Jeffrey’s right in suggesting that we sometimes need to go slower to go faster, unfortunately he makes the mistake of believing that committing and releasing in very short cycles is the cause of these problems:
My programming style is defined by organic arcs of different sizes and timescales, Each arc starts with exploration, trial and error, hacks, and temporary variables. Basically, a good deal of scaffolding. A picture begins to take shape. Later on, I come back and dot my i’s and cross my t’s. The end of each arc is something like implementation-ready code. (“Cleaning my studio” is a necessary part of finishing the cycle). The development arc of my code contribution is synonymous with the emergence of a strategy, a design scheme, an architecture.
This kind of design and development arc is completely independent of how often the developer commits or how often a release is taken. As you speed up your commit and release cycle, you mostly shouldn’t change the design and development process of any given change you simply reduce the size of the change. By tackling much smaller problems at a time it’s much easier and quicker to go through the full arc of understanding, experimenting, scaffolding, building and tidying.

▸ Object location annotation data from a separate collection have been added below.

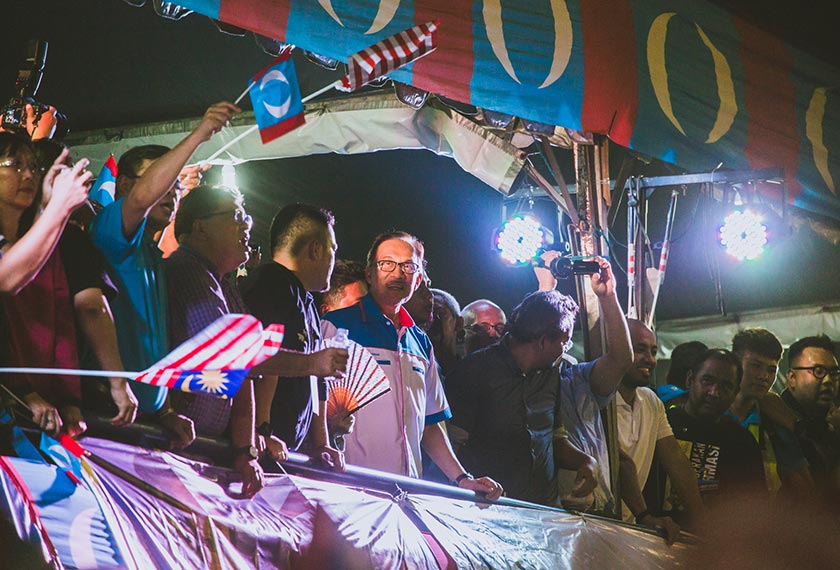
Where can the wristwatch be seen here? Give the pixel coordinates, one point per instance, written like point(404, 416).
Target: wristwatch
point(264, 429)
point(248, 450)
point(462, 476)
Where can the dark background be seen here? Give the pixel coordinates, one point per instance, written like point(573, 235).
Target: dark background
point(111, 64)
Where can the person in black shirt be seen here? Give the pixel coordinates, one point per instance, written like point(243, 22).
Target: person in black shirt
point(303, 249)
point(725, 457)
point(507, 400)
point(812, 379)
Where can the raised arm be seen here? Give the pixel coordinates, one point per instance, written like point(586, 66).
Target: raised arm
point(68, 189)
point(158, 179)
point(97, 325)
point(618, 357)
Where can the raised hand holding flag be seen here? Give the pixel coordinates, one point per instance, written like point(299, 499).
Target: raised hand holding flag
point(105, 186)
point(366, 65)
point(275, 96)
point(215, 361)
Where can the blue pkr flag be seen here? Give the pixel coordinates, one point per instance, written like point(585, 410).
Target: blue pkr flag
point(275, 96)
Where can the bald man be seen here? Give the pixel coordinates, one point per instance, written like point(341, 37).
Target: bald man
point(484, 324)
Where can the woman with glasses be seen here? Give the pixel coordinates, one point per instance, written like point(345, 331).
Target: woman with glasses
point(38, 309)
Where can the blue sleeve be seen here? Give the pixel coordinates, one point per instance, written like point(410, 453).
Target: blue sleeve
point(107, 234)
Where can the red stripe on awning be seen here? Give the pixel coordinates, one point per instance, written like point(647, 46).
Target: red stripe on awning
point(269, 19)
point(447, 71)
point(770, 98)
point(611, 87)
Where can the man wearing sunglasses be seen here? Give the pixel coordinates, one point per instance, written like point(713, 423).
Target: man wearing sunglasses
point(812, 380)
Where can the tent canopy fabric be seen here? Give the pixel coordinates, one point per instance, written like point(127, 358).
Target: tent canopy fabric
point(369, 123)
point(682, 81)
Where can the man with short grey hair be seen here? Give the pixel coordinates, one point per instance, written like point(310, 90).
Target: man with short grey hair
point(484, 324)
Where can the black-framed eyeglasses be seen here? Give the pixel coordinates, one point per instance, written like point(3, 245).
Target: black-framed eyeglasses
point(487, 328)
point(820, 372)
point(17, 166)
point(407, 267)
point(239, 216)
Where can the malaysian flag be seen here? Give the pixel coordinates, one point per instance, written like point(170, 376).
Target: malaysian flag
point(389, 55)
point(216, 360)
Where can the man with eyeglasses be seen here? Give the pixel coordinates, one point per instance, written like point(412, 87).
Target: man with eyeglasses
point(484, 324)
point(390, 431)
point(213, 232)
point(125, 231)
point(812, 381)
point(758, 411)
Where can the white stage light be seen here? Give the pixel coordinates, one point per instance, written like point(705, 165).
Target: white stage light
point(521, 238)
point(743, 234)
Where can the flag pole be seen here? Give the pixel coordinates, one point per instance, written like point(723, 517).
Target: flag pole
point(72, 372)
point(242, 96)
point(244, 134)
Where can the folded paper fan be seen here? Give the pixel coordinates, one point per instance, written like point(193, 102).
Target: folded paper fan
point(363, 382)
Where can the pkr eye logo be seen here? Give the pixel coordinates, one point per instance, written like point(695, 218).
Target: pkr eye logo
point(387, 9)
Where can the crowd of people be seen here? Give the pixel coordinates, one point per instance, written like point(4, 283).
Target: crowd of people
point(471, 390)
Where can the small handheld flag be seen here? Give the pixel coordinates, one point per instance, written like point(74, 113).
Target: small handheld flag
point(105, 186)
point(275, 118)
point(389, 55)
point(215, 361)
point(364, 382)
point(275, 96)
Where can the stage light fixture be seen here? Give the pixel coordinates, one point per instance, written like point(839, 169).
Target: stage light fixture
point(521, 238)
point(743, 234)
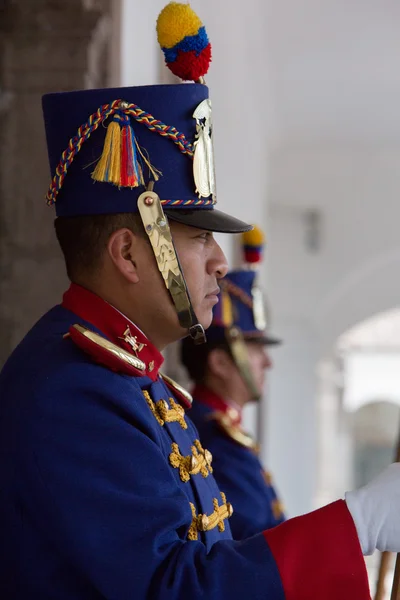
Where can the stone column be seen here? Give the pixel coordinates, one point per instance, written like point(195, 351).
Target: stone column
point(45, 46)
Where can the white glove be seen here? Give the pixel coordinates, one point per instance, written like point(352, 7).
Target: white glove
point(375, 509)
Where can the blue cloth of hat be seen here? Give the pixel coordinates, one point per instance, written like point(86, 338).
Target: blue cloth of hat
point(174, 105)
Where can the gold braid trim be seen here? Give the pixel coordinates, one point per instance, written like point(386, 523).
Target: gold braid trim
point(163, 413)
point(198, 462)
point(216, 519)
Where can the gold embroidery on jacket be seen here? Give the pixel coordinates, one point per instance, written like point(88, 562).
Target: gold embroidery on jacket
point(209, 522)
point(165, 413)
point(198, 462)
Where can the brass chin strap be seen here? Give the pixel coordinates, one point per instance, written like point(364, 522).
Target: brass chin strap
point(157, 228)
point(238, 348)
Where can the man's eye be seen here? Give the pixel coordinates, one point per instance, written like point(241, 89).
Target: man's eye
point(206, 235)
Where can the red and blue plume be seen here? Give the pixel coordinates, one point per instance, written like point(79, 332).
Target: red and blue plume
point(184, 41)
point(253, 245)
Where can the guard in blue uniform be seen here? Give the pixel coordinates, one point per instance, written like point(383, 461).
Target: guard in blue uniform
point(106, 489)
point(228, 373)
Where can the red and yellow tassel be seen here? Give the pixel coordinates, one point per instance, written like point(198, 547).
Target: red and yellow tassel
point(119, 163)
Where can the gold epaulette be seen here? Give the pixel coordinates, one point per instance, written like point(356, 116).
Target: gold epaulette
point(235, 432)
point(105, 352)
point(180, 393)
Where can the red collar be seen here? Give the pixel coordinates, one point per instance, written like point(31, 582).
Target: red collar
point(203, 394)
point(118, 328)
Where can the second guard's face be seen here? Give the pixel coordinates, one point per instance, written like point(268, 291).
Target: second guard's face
point(203, 264)
point(260, 362)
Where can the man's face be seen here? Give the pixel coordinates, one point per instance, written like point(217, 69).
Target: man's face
point(203, 263)
point(260, 361)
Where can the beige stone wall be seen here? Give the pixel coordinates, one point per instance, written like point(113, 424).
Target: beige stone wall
point(46, 45)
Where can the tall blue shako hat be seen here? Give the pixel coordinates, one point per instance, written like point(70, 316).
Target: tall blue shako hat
point(144, 149)
point(242, 303)
point(240, 316)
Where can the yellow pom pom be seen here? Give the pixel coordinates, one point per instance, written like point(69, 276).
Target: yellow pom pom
point(175, 22)
point(255, 237)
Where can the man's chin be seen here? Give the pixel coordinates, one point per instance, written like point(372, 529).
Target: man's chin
point(205, 318)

Part of making each small change is considering how it fits in with and modifies the overall system design. Bad development teams forget this and wind up with an awful mishmash of designs all cobbled together, but that’s a reflection of the team’s design ability, not of the process. Good teams gradually adjust the system design as they go, sometimes in subtle ways sometime with more radical changes. Doing so means the system design is optimal for each stage of its life.
Maybe [the machine-gun committer] IS doing the same as you, just sharing the progress with the team, so people can spot obvious mistakes earlier and see the approaches and stop him in time if they have more experience with the way they are trying to go?

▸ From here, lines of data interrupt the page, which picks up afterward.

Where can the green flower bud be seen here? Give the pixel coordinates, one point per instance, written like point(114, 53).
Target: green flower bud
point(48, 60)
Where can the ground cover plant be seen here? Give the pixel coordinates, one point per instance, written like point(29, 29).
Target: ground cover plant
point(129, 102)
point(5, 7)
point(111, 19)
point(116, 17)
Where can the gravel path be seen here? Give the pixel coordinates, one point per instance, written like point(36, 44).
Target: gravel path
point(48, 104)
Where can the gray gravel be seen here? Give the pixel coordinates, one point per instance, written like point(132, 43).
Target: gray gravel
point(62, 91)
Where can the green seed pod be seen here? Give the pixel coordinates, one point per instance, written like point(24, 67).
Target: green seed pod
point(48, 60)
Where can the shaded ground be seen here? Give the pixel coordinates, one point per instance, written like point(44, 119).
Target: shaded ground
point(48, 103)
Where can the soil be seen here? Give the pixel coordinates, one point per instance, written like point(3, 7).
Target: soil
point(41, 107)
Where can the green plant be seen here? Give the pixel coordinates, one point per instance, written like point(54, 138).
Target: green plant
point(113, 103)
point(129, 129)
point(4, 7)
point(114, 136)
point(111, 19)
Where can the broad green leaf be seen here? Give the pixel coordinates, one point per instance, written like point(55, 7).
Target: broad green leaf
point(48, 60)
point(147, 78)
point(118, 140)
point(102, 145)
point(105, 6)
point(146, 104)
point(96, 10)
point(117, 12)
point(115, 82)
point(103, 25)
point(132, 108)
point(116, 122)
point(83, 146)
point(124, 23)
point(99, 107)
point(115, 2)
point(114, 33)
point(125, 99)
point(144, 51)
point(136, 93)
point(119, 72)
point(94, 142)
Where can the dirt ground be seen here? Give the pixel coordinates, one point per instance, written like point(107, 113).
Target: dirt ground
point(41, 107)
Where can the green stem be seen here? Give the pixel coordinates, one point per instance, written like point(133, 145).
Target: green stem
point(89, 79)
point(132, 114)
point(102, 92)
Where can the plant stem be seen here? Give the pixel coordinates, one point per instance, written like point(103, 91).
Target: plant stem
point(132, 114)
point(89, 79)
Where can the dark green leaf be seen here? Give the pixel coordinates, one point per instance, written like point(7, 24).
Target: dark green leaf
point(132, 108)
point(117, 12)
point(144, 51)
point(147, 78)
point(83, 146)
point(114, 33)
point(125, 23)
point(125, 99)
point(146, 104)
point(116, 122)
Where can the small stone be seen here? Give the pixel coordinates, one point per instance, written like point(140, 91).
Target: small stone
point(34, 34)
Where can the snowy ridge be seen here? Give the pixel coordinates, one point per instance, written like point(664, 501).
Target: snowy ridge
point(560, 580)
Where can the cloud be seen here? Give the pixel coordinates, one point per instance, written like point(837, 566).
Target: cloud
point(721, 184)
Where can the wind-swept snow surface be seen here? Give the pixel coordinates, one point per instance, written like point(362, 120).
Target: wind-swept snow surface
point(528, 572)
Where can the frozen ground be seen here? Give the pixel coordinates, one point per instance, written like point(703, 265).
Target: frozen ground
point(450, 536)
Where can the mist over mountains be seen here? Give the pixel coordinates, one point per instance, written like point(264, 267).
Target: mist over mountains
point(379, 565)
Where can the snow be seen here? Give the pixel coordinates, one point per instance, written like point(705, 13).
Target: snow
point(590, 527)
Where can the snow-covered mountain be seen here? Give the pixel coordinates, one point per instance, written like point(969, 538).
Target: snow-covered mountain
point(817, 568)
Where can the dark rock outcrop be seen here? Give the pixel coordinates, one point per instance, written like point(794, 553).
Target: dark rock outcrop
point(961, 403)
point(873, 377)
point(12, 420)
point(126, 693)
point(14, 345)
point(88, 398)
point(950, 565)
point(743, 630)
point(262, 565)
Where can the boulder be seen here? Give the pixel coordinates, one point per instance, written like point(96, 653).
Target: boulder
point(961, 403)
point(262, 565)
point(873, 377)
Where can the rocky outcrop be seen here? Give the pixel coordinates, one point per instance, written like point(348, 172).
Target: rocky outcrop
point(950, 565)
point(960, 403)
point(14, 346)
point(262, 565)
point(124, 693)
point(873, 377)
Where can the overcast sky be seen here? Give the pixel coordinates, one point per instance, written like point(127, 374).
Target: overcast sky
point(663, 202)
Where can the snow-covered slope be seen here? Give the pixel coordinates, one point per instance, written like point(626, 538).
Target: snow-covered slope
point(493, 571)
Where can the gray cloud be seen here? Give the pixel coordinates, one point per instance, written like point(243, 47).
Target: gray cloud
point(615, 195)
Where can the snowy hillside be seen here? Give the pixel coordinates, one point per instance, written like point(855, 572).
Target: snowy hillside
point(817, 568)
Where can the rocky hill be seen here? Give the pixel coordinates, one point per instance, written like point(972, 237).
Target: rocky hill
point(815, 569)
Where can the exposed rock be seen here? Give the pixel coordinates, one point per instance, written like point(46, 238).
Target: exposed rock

You are basically advocating waterfall. And the issues you face have nothing to do with the speed of coding and the number of commits.
That’s not to say that there isn’t value in the saying “Go slower to go faster” but the much better way to phrase it is “Less Haste, More Speed”. It’s not about going slow, it’s about not rushing and doing a good job. It means taking the time to break down large changes into smaller, simpler incremental changes so you don’t have to deliver them all in one go. It means considering what adjustments to the overall system design are required for each change to make it fit in well.
And it means committing and releasing more often. Regularly investing time to prove things are completely finished and sent off to users instead of building that time up as technical debt because you’re attempting to make too big a change at once.
You don’t go faster by simply trying to go faster – you go faster by identifying and eliminating bottlenecks which requires you to do things that individually appear to make you go slower but make the overall system go faster. Committing and releasing regularly (continuous integration and continuous deployment respectively) are solutions to the bottle neck of horrendous merge and release processes that result from not doing them regularly enough.